Last 10 June, U.S. journalist Greg Burke decided he was going to turn his life around.
He accepted the offer of a position as media adviser to the Vatican Secretary of State.
This is a new role and was conceived in light of the Vatileak scandal, the crisis triggered by the leak of confidential documents belonging to Benedict XVI.
Burke said this was a “high risk” job.
The 52 year old Opus Dei member officially started his new role on Monday 2 July.
Up until now he has been working as a correspondent for Fox News, following a stint at Time magazine.
He has been living in Rome for over two decades and is well aware of the difficulties that exist within the Vatican.
Burke is also aware of the fact that no one can snap their fingers and change the world of the Roman Curia just like that. No one. Not even the Pope.
But like any journalist, he is also well aware that the Holy See is going through a terrible moment in terms of its image. It is being tormented by news leaks, poison pen letter writers and by a series of obvious internal management errors which have received negative attention in the press.
In an interview, Burke explained how he imagines his contribution, which he refers to as his “grain of sand”, to the vital change of course in apostolic communication.
How come you accepted the Vatican media adviser post? This definitely marks a point of no return.
“As a friend of mine told me: “This is just one of those choices which involve you placing yourself in God’s hands. I certainly thought about it a lot. At first my response was going to be “no”, because I feared it would be too great a responsibility and also because up until a week ago when I was made the offer, I had a wonderful job which I liked, was good at and gave me a future. My new job will be a “high risk” one, so to say, and is a huge change for me personally, even though it still involves working in the communication world. In the end I accepted: it is a risk, but it is worth running that risk…”
It is a big challenge…
“Yes, it is a challenge but we need to come out of our comfort zones now and again…”
What will your new job really be like in practice?

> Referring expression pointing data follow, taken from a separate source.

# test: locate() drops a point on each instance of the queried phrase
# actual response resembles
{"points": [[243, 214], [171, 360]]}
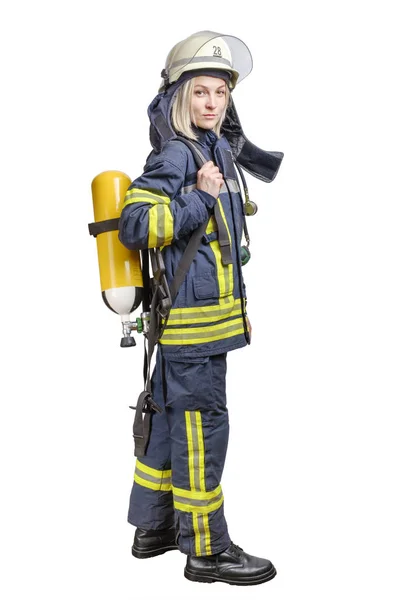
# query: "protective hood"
{"points": [[260, 163]]}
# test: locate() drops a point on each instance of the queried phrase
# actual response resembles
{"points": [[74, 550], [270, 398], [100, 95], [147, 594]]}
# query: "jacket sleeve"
{"points": [[155, 213]]}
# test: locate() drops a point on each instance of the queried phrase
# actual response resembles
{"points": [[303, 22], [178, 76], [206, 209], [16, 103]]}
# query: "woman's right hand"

“When the Vatican explained to me what my role would be, the position which immediately sprung to mind was the White House Communications Director. In this case, the spokesman does all the public appearances and then there is another figure who works behind the scenes to come up with the strategies: how to formulate a given message, how to get it across, when and where. This is a long term position because when communication is centred exclusively around reactions, everything becomes a lot more difficult. Of course I am not expecting to walk in and change everything, I am quite well acquainted with the Vatican, I am not a mega expert but I know it well enough to know that no one turns up and changes everything, not even the Pope. The person in this position should be thought of as a young layman, not a bishop or a cardinal. I will have no power but I will have an office in the Secretariat of State and access to the decision-makers. I will try to contribute what I can with my professional experience; communicating what journalists are looking for, what they expect and what the reaction to a given statement will be…”
Why do you think you were chosen?
“Two main reasons: I have been living here for over twenty years and have a good deal of experience. I cannot say I am a practicing Catholic because then people will say I was chosen for being a member of the Opus Dei. I can assure you that neither Time magazine nor Fox News took me on because I was a member of the Opus Dei. I also think the Holy See was looking for someone who spoke English : Americans cannot resolve every single problem but they have a different and more international outlook.”
Will they listen to you?
“I hope they will at least a little. I believe we can take small steps in the right direction; I will be very glad if we manage to.”